By analyzing existing cross correlation between Kite Realty Group and Canlan Ice Sports, you can compare the effects of market volatilities on Kite Realty and Canlan Ice and check how they will diversify away market risk if combined in the same portfolio for a given time horizon. You can also utilize pair trading strategies of matching a long position in Kite Realty with a short position of Canlan Ice. Check out your portfolio center. Please also check ongoing floating volatility patterns of Kite Realty and Canlan Ice.
Diversification Opportunities for Kite Realty and Canlan Ice
0.31 | Correlation Coefficient |
Weak diversification
The 3 months correlation between Kite and Canlan is 0.31. Overlapping area represents the amount of risk that can be diversified away by holding Kite Realty Group and Canlan Ice Sports in the same portfolio, assuming nothing else is changed. The correlation between historical prices or returns on Canlan Ice Sports and Kite Realty is a relative statistical measure of the degree to which these equity instruments tend to move together. The correlation coefficient measures the extent to which returns on Kite Realty Group are associated (or correlated) with Canlan Ice. Values of the correlation coefficient range from -1 to +1, where. The correlation of zero (0) is possible when the price movement of Canlan Ice Sports has no effect on the direction of Kite Realty i.e., Kite Realty and Canlan Ice go up and down completely randomly.

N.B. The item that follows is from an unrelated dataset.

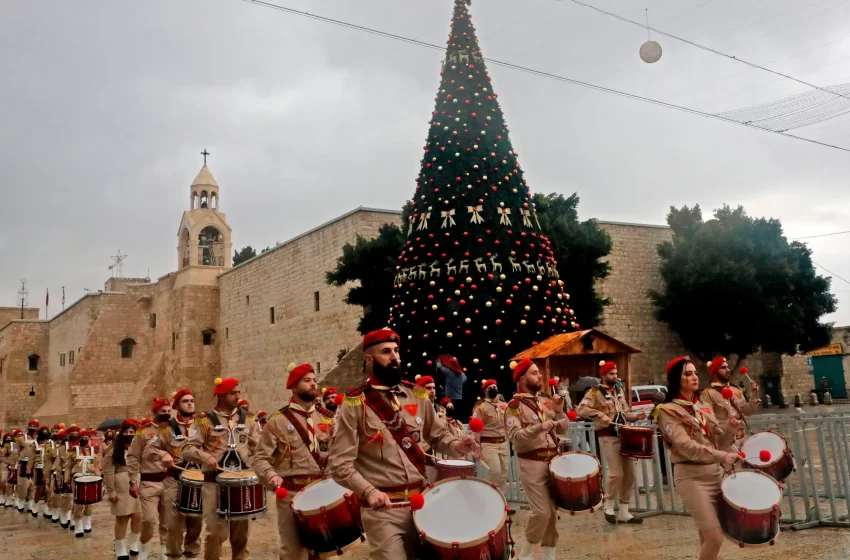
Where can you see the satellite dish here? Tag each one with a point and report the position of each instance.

Pair Corralation between Kite Realty and Canlan Ice
Considering the 90-day investment horizon Kite Realty Group is expected to generate 11.6 times more return on investment than Canlan Ice. However, Kite Realty is 11.6 times more volatile than Canlan Ice Sports. It trades about 0.08 of its potential returns per unit of risk. Canlan Ice Sports is currently generating about 0.14 per unit of risk. If you would invest 2,176 in Kite Realty Group on August 29, 2024 and sell it today you would earn a total of 604.00 from holding Kite Realty Group or generate 27.76% return on investment over 90 days.

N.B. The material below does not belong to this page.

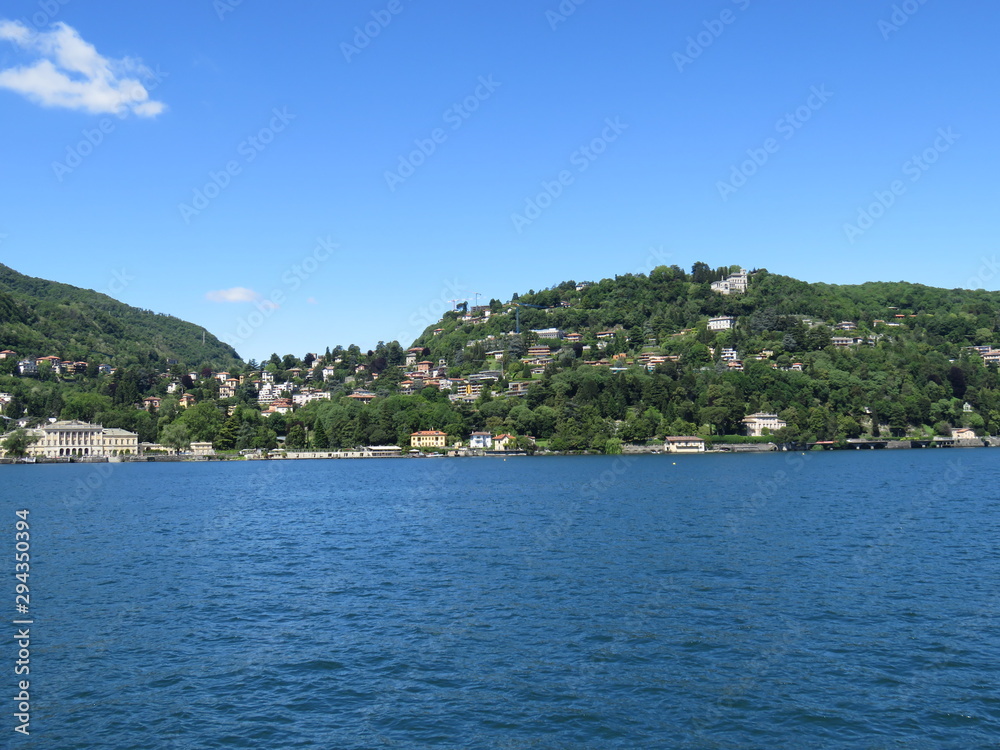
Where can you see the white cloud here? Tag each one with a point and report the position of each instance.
(69, 72)
(236, 294)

Time Period | 3 Months [change] |
Direction | Moves Together |
Strength | Very Weak |
Accuracy | 99.6% |
Values | Daily Returns |
Kite Realty Group vs. Canlan Ice Sports
Performance |
Timeline |
Kite Realty Group |
Canlan Ice Sports |
Kite Realty and Canlan Ice Volatility Contrast
Predicted Return Density |
Returns |
Pair Trading with Kite Realty and Canlan Ice
The main advantage of trading using opposite Kite Realty and Canlan Ice positions is that it hedges away some unsystematic risk. Because of two separate transactions, even if Kite Realty position performs unexpectedly, Canlan Ice can make up some of the losses. Pair trading also minimizes risk from directional movements in the market. For example, if an entire industry or sector drops because of unexpected headlines, the short position in Canlan Ice will offset losses from the drop in Canlan Ice's long position.Kite Realty vs. Site Centers Corp | Kite Realty vs. CBL Associates Properties | Kite Realty vs. Urban Edge Properties | Kite Realty vs. Acadia Realty Trust |
Canlan Ice vs. ANTA Sports Products | Canlan Ice vs. ANTA Sports Products | Canlan Ice vs. Carnival Plc ADS | Canlan Ice vs. BANDAI NAMCO Holdings |
Check out your portfolio center.Note that this page's information should be used as a complementary analysis to find the right mix of equity instruments to add to your existing portfolios or create a brand new portfolio. You can also try the Latest Portfolios module to quick portfolio dashboard that showcases your latest portfolios.